Killonaghan or Killonahan (Irish: Cill Onchan[1]) is a civil parish in County Clare, Ireland. It covers a part of the Burren, a rugged area on the Atlantic coast, and contains the seaside village of Fanore.


The parish is on the west coast of the barony of Burren. It is 9 miles (14 km) northwest of Ennistymon. The parish is 4 by 2.75 miles (6.44 by 4.43 km) and covers 7,350 acres (2,970 ha). The land is mountainous and rocky, as is typical of the Burren, and mostly not suitable for farming. It rises from the sea shore to 1,134 feet (346 m) on Slieve-Elva, on the east boundary.[2] The Caher river, which flows through the parish, enters the sea near Fanore. The river valley exhibits typical Burren scenery and flora.[3]

Antiquities and History[edit]

The parish name of Cill Onchan (Church of Onchu) refers to the patron Saint Onchum son of Blathmac, who was venerated at Rathblacmac in Inchiquin. His festival was on 9 July and 14 July each year. The church of Killonaghan was in good preservation in 1897. There is the ruin of an older church in the townland of Crumlin whose style of construction indicates that it is one of the early Christian churches. Traditionally is said to have been built by Saint Columbkill after he left Saint Endeus at Aran. There are many cahers, or stone ringforts, in the parish. There is the ruin of a round castle in the townland of Faunarooska. It is not included in the 1580 list of castles of Thomond.[4]

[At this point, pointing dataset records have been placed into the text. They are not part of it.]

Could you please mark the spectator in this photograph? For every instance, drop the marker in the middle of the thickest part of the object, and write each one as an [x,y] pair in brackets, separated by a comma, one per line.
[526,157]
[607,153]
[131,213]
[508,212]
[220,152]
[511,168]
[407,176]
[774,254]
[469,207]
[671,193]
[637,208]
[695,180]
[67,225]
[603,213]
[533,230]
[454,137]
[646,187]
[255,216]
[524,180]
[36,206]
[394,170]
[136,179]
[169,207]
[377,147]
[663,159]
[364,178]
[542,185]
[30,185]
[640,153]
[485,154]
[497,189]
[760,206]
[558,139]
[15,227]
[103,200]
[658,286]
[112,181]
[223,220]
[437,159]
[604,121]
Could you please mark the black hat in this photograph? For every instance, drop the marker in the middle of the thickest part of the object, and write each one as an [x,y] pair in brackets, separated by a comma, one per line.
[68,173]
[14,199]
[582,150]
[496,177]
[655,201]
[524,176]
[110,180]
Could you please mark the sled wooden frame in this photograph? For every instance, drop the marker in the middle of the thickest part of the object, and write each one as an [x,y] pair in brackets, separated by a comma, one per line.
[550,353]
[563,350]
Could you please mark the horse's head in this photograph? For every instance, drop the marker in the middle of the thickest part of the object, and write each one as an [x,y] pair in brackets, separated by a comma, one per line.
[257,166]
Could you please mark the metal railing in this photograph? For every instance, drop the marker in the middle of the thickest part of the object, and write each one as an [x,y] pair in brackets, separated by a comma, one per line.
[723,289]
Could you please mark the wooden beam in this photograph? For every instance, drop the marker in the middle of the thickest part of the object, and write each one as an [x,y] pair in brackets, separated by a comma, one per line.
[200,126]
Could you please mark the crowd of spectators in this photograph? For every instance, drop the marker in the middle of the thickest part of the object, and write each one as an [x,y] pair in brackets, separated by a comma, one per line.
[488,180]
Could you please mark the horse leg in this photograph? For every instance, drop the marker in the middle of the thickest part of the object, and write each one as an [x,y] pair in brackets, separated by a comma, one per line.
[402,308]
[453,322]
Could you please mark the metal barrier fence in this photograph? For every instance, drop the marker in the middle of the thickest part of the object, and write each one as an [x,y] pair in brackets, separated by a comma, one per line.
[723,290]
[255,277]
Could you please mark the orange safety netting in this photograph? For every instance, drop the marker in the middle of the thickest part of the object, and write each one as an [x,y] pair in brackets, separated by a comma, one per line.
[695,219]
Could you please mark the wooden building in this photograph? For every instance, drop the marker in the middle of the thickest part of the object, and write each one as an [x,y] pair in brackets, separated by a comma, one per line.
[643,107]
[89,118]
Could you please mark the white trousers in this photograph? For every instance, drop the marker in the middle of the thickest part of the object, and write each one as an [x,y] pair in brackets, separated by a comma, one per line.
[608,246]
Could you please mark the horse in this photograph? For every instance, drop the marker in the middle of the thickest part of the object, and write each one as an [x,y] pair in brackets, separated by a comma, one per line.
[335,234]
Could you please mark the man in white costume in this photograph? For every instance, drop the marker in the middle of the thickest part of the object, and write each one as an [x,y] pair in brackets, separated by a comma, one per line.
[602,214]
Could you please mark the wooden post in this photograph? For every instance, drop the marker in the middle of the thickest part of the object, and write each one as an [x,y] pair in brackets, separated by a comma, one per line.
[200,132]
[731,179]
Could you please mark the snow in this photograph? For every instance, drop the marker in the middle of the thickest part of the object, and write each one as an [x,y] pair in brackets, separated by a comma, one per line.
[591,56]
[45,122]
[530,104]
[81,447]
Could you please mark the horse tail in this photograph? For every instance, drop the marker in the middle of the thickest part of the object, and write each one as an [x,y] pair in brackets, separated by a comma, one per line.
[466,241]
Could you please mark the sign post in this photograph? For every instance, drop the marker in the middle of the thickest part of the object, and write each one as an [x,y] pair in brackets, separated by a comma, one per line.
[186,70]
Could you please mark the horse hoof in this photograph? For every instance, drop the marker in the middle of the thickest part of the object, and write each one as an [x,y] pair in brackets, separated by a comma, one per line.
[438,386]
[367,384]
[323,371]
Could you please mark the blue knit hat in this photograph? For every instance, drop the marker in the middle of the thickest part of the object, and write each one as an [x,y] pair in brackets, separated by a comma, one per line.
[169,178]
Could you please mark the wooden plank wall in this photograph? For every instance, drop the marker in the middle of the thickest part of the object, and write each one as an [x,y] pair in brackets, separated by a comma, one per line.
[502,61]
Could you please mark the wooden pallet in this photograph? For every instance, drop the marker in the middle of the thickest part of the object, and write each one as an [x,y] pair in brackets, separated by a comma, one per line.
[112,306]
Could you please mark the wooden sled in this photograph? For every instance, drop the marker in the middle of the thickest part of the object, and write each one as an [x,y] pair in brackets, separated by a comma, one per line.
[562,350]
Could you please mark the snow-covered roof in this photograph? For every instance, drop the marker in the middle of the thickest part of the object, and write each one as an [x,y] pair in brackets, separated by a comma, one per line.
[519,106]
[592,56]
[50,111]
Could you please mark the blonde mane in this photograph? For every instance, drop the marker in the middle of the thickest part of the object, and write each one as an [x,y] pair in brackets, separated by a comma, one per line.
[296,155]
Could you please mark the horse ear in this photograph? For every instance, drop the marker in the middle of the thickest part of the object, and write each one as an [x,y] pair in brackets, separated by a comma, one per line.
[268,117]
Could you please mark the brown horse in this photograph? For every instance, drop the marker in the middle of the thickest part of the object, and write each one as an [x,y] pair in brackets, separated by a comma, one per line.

The population in 1841 was 1,369 in 235 houses. The Catholic chapel was united with the Rathborney chapel.[2] In 1847 John McNamara, who owned most of the land at Fanore and was considered a good landlord, applied for government funds to build a National School there. This was not approved. A schoolhouse was finally opened at Fanore in 1887, a single room, with two teachers. A lady taught the younger children up to the age of ten, then the master continued until school leaving at age fourteen.[5] The classroom was cold in the winter, despite having a large fireplace at one end. The children had to take turns to bring cartloads of turf as fuel.[6]

Saint Patrick's Church was built in 1870 at the entrance to the Caher river valley.[3] The present school at Fanore was built in 1963.[5] Fanore today is a small seaside village in the parish, with a long beach and a wide area of sand dunes. The village today has a shop, a bar/restaurant and a post office.[3]


Townlands are Balliny North, Balliny South, Ballyelly, Blakes Mountain, Coolmeen, Craggagh, Crumlin, Derreen East, Derreen South, Derreen West, Fanore Beg, Fanore More, Faunarooska, Formoyle East, Formoyle West, Knockauns Mountain and Liscoonera.[7]